Correspondance inédite de La Fayette : lettres de prison, lettres d'exil (1793-1801)
60 GORRESPONDANCE DE LA FAYETTE
«Un gouvernement libre et vous à la tête, lui disais-je, voilà ce qu'il me faut. » (V, 196.)
Il avait de bonne heure et avec beaucoup de perspicacité jugé le duc d'Orléans et Dumouriez (lettre IV); mais il ne sut pas deviner le génie de Hoche qu'il avait près de lui; il eut toujours confiance en Louis XVI, et dit de lui, le 7 avril 1790 : « On trouvera dans le roi des Français des principes de liberté, de justice, de modération, aussi conformes à son caractère personnel qu'au vœu national, et cette conduite franche et simple qui convient à un roi citoyen. » Même après avoir mentionné les intelligences du roi avec l'étranger, il déclare que cela ne justifie pas la violation de la souveraineté nationale au 10 août : « Le roi ne pouvait nuire, et il comptait exécuter la constitution. » (IV, 175.) La Fayette a même confiance en Léopold II pour terminer en monarque constitutionnel la révolution de la Belgique. « Comme ami de l'humanité et de la liberté, je suis attaché aux monarques qui veulent en devenir l’appui. » (III, 39.) Ilne vit en Mirabeau et Danton que de bas intrigants, et se refusa toujours à leur reconnaitre du génie politique.

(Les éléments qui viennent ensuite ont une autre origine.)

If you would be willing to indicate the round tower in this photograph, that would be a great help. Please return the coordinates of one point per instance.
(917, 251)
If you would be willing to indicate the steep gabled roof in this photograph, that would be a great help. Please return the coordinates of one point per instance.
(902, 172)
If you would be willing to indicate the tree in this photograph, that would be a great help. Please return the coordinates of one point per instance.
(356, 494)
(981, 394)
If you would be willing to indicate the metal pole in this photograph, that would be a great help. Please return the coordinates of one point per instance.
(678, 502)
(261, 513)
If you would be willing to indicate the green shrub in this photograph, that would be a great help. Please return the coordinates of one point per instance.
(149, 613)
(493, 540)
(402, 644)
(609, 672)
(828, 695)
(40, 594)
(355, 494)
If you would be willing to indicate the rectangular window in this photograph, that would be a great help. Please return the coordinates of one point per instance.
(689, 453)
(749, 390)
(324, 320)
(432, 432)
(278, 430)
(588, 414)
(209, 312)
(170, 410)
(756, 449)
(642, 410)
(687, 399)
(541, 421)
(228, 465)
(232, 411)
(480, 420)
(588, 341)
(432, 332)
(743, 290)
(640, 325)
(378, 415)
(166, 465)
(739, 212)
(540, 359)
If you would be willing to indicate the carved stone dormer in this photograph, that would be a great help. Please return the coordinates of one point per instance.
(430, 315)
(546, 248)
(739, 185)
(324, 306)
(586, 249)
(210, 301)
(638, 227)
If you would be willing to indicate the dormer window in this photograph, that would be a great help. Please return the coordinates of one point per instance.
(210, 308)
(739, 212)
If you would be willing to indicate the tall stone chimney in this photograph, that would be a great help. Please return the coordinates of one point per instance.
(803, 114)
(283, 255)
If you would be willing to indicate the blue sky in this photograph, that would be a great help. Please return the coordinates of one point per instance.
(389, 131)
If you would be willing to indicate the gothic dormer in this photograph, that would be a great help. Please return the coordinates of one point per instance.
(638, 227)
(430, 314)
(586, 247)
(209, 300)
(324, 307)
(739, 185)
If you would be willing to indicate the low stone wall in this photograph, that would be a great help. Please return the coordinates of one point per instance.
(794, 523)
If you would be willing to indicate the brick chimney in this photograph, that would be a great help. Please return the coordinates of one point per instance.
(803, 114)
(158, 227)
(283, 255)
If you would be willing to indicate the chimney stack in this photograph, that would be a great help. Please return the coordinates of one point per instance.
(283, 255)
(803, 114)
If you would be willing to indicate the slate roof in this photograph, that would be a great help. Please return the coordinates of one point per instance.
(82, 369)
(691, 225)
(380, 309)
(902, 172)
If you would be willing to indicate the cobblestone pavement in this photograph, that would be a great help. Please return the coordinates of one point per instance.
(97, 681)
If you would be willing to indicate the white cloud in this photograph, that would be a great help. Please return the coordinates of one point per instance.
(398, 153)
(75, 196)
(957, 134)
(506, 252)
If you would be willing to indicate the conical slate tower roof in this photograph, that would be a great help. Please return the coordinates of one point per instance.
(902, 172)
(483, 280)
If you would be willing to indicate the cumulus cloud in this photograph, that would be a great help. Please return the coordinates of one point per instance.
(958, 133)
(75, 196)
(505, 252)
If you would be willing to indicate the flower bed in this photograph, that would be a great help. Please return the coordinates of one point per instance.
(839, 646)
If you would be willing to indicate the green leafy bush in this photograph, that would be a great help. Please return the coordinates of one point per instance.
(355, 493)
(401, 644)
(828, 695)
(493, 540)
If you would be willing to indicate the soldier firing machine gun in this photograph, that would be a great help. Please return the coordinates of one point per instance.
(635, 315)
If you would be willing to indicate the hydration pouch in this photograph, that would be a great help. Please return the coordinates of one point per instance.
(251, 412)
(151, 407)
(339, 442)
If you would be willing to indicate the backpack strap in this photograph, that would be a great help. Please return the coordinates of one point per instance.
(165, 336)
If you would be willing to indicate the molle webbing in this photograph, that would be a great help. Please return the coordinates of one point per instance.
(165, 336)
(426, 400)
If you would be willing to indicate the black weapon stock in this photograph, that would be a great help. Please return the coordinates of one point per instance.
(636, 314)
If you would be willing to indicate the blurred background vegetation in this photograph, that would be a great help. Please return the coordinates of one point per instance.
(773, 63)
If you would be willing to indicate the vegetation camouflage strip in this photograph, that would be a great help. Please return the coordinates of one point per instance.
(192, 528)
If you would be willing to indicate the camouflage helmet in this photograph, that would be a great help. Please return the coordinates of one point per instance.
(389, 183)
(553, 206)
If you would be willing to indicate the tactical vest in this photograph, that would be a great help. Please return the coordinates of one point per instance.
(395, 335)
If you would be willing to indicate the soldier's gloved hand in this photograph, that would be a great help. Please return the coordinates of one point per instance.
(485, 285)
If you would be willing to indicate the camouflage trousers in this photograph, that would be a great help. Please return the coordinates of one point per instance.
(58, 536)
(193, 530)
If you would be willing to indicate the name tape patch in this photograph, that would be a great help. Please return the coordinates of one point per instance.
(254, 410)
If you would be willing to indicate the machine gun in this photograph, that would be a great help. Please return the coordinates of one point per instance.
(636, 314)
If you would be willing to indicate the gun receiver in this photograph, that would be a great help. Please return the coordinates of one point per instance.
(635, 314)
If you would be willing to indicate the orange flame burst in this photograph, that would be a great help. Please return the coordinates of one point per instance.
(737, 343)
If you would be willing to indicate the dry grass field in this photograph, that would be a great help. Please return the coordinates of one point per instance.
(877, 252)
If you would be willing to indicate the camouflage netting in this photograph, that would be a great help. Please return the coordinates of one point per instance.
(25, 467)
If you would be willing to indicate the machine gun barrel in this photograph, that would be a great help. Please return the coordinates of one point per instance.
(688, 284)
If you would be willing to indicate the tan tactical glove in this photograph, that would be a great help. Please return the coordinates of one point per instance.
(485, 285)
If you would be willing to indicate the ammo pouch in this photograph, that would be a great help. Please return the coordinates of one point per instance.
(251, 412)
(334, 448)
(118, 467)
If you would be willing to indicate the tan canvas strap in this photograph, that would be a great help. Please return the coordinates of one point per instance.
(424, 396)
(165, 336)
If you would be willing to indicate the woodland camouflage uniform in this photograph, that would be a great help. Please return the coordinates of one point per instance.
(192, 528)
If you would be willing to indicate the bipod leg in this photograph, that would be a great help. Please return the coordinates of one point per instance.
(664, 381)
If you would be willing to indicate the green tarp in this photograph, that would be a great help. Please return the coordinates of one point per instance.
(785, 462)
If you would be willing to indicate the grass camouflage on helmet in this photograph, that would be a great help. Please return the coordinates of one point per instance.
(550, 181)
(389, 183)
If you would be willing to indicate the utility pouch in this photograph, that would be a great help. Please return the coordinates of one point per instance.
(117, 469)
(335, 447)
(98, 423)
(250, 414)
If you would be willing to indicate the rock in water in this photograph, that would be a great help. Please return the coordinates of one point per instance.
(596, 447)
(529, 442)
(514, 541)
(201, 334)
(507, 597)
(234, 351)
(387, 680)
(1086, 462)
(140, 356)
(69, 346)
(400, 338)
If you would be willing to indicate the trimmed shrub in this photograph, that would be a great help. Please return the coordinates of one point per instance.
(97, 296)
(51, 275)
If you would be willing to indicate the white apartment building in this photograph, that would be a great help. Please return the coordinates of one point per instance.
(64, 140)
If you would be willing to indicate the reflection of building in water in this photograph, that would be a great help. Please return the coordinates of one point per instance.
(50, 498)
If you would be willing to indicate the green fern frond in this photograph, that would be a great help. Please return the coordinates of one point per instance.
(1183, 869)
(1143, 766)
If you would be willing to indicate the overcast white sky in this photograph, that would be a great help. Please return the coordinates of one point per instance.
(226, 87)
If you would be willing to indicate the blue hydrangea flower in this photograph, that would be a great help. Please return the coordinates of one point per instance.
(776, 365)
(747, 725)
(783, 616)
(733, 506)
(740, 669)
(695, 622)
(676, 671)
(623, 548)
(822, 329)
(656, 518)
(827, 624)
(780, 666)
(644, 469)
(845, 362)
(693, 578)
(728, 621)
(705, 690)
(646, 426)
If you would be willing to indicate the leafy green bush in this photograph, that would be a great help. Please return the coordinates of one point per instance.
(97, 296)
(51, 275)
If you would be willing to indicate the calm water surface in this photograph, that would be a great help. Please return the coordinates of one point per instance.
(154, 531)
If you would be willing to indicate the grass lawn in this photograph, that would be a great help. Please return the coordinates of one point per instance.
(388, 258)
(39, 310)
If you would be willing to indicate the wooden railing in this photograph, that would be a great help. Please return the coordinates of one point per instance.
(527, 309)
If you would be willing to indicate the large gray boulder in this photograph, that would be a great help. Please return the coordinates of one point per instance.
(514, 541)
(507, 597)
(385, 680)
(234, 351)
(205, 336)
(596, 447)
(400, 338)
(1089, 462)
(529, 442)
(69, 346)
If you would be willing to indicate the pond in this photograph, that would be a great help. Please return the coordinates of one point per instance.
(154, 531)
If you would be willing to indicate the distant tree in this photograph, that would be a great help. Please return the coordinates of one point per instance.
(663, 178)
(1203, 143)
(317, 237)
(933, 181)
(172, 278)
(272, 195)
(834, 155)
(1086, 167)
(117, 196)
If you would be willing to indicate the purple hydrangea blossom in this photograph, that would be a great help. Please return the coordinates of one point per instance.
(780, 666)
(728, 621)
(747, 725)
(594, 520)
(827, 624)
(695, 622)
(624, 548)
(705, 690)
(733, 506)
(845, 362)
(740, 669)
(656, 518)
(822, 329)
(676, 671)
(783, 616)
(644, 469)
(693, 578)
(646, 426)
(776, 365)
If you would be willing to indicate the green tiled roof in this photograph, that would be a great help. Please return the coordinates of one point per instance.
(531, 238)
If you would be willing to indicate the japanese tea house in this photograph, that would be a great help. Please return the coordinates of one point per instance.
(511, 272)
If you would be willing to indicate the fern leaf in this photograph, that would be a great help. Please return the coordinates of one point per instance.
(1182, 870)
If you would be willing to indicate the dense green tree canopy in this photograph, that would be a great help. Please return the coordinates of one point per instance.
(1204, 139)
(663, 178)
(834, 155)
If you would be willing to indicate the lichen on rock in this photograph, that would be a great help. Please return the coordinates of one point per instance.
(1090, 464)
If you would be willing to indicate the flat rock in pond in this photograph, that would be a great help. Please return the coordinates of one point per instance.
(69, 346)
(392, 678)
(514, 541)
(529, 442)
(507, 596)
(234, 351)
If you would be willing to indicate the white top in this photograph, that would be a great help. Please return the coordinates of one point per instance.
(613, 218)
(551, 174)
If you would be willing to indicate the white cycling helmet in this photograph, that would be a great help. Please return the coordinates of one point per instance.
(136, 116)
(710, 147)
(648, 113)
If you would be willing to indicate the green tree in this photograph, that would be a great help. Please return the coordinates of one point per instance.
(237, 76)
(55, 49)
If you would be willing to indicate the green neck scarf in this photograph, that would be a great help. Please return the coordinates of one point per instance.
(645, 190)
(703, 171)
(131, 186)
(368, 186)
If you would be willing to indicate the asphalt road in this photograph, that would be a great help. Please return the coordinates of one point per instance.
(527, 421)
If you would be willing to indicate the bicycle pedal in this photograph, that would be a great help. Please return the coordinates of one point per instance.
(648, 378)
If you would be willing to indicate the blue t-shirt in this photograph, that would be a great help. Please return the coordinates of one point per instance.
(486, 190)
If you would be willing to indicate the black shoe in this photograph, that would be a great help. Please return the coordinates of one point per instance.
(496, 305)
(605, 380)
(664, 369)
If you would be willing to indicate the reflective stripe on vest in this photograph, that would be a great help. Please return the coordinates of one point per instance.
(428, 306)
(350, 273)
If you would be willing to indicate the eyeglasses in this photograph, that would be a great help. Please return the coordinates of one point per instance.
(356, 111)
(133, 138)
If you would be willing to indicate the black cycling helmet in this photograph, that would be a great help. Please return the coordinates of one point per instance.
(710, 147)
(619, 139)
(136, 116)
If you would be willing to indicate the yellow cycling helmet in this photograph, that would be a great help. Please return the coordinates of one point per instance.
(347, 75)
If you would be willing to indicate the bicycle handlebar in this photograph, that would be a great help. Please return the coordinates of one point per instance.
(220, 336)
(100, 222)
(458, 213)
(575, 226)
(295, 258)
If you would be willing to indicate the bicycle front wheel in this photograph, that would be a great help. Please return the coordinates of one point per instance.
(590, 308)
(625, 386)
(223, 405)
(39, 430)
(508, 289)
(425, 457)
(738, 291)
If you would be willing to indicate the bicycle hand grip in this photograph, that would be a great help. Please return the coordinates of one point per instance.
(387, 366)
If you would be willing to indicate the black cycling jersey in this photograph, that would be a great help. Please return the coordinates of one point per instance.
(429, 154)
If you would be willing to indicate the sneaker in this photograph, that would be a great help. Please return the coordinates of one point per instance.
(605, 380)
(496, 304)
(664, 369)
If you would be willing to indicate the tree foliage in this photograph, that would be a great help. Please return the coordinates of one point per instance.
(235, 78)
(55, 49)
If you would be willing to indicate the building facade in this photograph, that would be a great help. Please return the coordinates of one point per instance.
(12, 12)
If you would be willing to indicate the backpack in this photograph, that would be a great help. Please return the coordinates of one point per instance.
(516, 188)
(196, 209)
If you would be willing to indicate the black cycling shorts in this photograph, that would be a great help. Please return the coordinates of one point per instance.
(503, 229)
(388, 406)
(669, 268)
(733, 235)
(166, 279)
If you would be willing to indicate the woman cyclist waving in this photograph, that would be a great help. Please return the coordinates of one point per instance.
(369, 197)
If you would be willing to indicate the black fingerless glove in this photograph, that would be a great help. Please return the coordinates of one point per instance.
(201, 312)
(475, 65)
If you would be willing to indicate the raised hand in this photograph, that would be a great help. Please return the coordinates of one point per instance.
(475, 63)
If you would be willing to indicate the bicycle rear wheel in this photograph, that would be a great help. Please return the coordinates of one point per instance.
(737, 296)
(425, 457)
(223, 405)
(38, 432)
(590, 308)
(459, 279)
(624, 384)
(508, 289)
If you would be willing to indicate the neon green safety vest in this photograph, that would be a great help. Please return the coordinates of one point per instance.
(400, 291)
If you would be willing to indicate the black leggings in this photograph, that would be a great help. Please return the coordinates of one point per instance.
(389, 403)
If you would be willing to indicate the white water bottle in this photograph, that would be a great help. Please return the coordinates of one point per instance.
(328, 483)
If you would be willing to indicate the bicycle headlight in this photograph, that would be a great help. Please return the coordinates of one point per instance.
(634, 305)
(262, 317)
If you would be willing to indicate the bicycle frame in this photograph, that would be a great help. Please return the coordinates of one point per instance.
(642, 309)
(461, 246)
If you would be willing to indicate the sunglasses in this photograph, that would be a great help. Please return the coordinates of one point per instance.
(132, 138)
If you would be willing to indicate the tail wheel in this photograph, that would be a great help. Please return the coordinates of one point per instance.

Il est particulièrement aveugle sur Danton, qu’en 1798 il juge encore ainsi : « Probablement son arrière-pensée depuis le 10 août fut de servir la faction d'Orléans, avec laquelle il avait conservé d’intimes rapports; cependant il eut aussi quelques velléités de rétablir le roi. Il était évidemment dans la conspiration de Dumouriez; mais il est bien sûr que sa première et principale affection a toujours été orléaniste; ce qu’il voulait le moins, c'était la république. » (IV, 140.)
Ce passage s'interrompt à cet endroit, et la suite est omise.